C’est ainsi qu’en lieu et place de l’organisation de la résistance au FPR dans Kigali, une vague d’arrestations massive fut organisée. Le 9 octobre 1990, le ministère de la Justice rwandais admettait l’arrestation de 3 000 personnes environ. En fait, les chiffres sont évalués à 10 000.

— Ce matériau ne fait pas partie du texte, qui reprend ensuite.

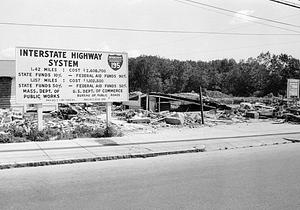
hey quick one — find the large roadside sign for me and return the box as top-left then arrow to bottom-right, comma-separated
15,47 -> 128,104
287,79 -> 299,98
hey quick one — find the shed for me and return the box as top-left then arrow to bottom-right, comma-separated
0,60 -> 16,108
0,60 -> 57,112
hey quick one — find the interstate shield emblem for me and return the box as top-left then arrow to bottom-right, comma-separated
108,54 -> 123,71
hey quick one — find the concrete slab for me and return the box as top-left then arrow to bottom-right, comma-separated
45,148 -> 95,160
37,140 -> 79,149
74,138 -> 118,147
124,146 -> 153,154
0,142 -> 39,152
0,150 -> 50,163
112,122 -> 300,145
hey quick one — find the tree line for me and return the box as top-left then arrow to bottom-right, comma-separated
128,52 -> 300,97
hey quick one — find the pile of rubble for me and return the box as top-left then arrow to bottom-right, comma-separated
1,98 -> 300,143
121,99 -> 300,126
115,107 -> 245,127
0,104 -> 122,143
238,100 -> 300,123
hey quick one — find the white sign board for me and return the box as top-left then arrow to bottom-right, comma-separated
16,47 -> 128,104
287,79 -> 299,98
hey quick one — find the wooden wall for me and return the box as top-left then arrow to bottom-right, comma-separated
0,77 -> 14,108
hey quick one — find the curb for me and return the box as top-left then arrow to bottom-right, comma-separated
0,146 -> 206,170
283,138 -> 300,143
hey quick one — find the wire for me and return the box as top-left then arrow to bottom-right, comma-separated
0,22 -> 299,36
175,0 -> 300,34
151,2 -> 300,51
177,0 -> 300,29
139,17 -> 295,50
174,0 -> 231,17
269,0 -> 300,9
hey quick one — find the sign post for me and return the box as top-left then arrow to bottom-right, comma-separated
37,103 -> 43,131
106,102 -> 112,127
15,47 -> 129,129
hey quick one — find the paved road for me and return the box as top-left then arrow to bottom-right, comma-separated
1,144 -> 300,210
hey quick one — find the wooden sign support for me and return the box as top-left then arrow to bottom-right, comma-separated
106,102 -> 112,128
37,103 -> 43,131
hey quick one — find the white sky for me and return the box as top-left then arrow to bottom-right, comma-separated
0,0 -> 299,61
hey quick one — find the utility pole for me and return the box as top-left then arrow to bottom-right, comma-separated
199,86 -> 204,124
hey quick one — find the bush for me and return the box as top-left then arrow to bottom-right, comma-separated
90,128 -> 105,138
91,126 -> 123,138
7,125 -> 27,138
0,133 -> 13,143
26,129 -> 50,141
104,126 -> 123,137
0,133 -> 28,143
1,123 -> 123,143
71,124 -> 94,138
70,125 -> 123,138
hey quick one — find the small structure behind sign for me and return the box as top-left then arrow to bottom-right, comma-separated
287,79 -> 300,98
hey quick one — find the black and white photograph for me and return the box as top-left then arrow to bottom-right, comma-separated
0,0 -> 300,209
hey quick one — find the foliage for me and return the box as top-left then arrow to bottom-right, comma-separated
0,133 -> 29,143
8,125 -> 27,138
71,124 -> 94,138
128,52 -> 300,97
90,128 -> 105,138
104,126 -> 123,137
2,123 -> 123,143
0,133 -> 13,143
27,129 -> 50,141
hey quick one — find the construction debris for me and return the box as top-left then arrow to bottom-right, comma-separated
1,92 -> 300,143
245,111 -> 259,119
128,118 -> 151,124
165,113 -> 185,125
285,113 -> 300,123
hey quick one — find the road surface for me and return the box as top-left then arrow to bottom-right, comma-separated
1,144 -> 300,210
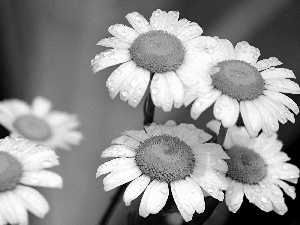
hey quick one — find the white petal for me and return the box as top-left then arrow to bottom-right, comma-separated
163,11 -> 180,33
32,97 -> 52,116
127,69 -> 150,108
235,41 -> 260,65
92,49 -> 131,72
268,163 -> 300,182
240,100 -> 261,137
103,167 -> 142,191
185,177 -> 206,214
166,71 -> 184,108
145,180 -> 169,214
139,180 -> 155,218
266,182 -> 287,215
264,152 -> 290,164
244,184 -> 273,212
190,90 -> 221,120
213,95 -> 239,127
101,145 -> 136,158
15,185 -> 49,218
255,57 -> 282,71
0,192 -> 25,225
273,179 -> 296,199
263,90 -> 299,115
96,158 -> 136,177
226,126 -> 251,149
176,22 -> 203,43
193,143 -> 229,160
265,78 -> 300,94
123,175 -> 150,206
171,181 -> 193,222
151,73 -> 173,112
261,68 -> 295,79
6,192 -> 28,225
21,170 -> 63,188
111,135 -> 140,149
225,181 -> 244,213
125,12 -> 150,33
122,130 -> 149,142
97,37 -> 131,49
169,18 -> 191,36
108,24 -> 139,43
144,123 -> 162,136
106,61 -> 136,99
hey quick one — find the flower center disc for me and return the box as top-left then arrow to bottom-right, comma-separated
130,30 -> 185,73
211,60 -> 264,101
0,152 -> 23,192
13,115 -> 52,142
135,134 -> 195,183
226,146 -> 267,184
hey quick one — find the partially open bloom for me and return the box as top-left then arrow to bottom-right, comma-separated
0,137 -> 63,225
92,9 -> 211,111
0,96 -> 83,151
97,121 -> 229,222
207,120 -> 299,214
186,37 -> 300,137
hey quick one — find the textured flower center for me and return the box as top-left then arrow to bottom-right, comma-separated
135,134 -> 195,183
130,30 -> 185,73
0,151 -> 23,192
211,60 -> 265,101
13,115 -> 52,141
226,146 -> 267,184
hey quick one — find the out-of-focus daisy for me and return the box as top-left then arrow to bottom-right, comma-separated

Selon M. Gérard Prunier " de toute évidence, ces arrestations ne visent pas des partisans du FPR (très peu nombreux, et pas tous connus des services de police) ; elles frappent à l’aveuglette Tutsis éduqués et Hutus contestataires, en fait quiconque n’est pas bien vu des élites au pouvoir (et même leurs amis et relations de travail ; de plus, les arrestations servent souvent à liquider des dettes en se débarrassant des créanciers) ainsi que les résidents d’autres pays africains, principalement des Zaïrois et des Ougandais, car, même modestes, des commerçants sont toujours bons à pressurer financièrement. " Selon le même auteur, le Ministre de la Justice, M. Théodore Mujyamana, avait à l’époque déclaré : " nous avons des preuves solides de la culpabilité de tous les détenus... et être relâché n’est pas une preuve d’innocence. "

En fait, les motifs d’arrestation sont souvent vagues et peu de procès auront lieu. Par delà ces arrestations, d’autres manifestations du raidissement du régime interviendront, comme le remplacement du Procureur général, M. Alphonse-Marie Nkubito, considéré comme trop libéral.

Le Ministre de la Défense, intervenant à la radio nationale, demandera à la population de traquer les infiltrés. Cet appel sera immédiatement suivi d’effet. Une partie des soldats du FPR, vaincus, se réfugieront dans la région du Mutara, au nord-ouest du Rwanda. Cette région est une zone traditionnelle de l’émigration tutsie vers l’Ouganda. Or, 348 civils tutsis y seront massacrés entre le 11 et le 13 octobre 1990, et plus de 500 maisons seront incendiées dans la seule commune de Kibilira. S’il s’agit là d’un massacre dont l’ampleur est relative, compte tenu du caractère massif des exterminations constatées dans la région, ses caractéristiques méritent qu’on s’y arrête.

D’abord, aucune des victimes n’est un combattant du FPR ; il ne semble pas non plus qu’il s’agisse de sympathisants avérés de ce mouvement : il serait en effet extraordinairement risqué d’afficher de telles sympathies et les Tutsis conservent le souvenir des persécutions de la période de 1959 à 1962.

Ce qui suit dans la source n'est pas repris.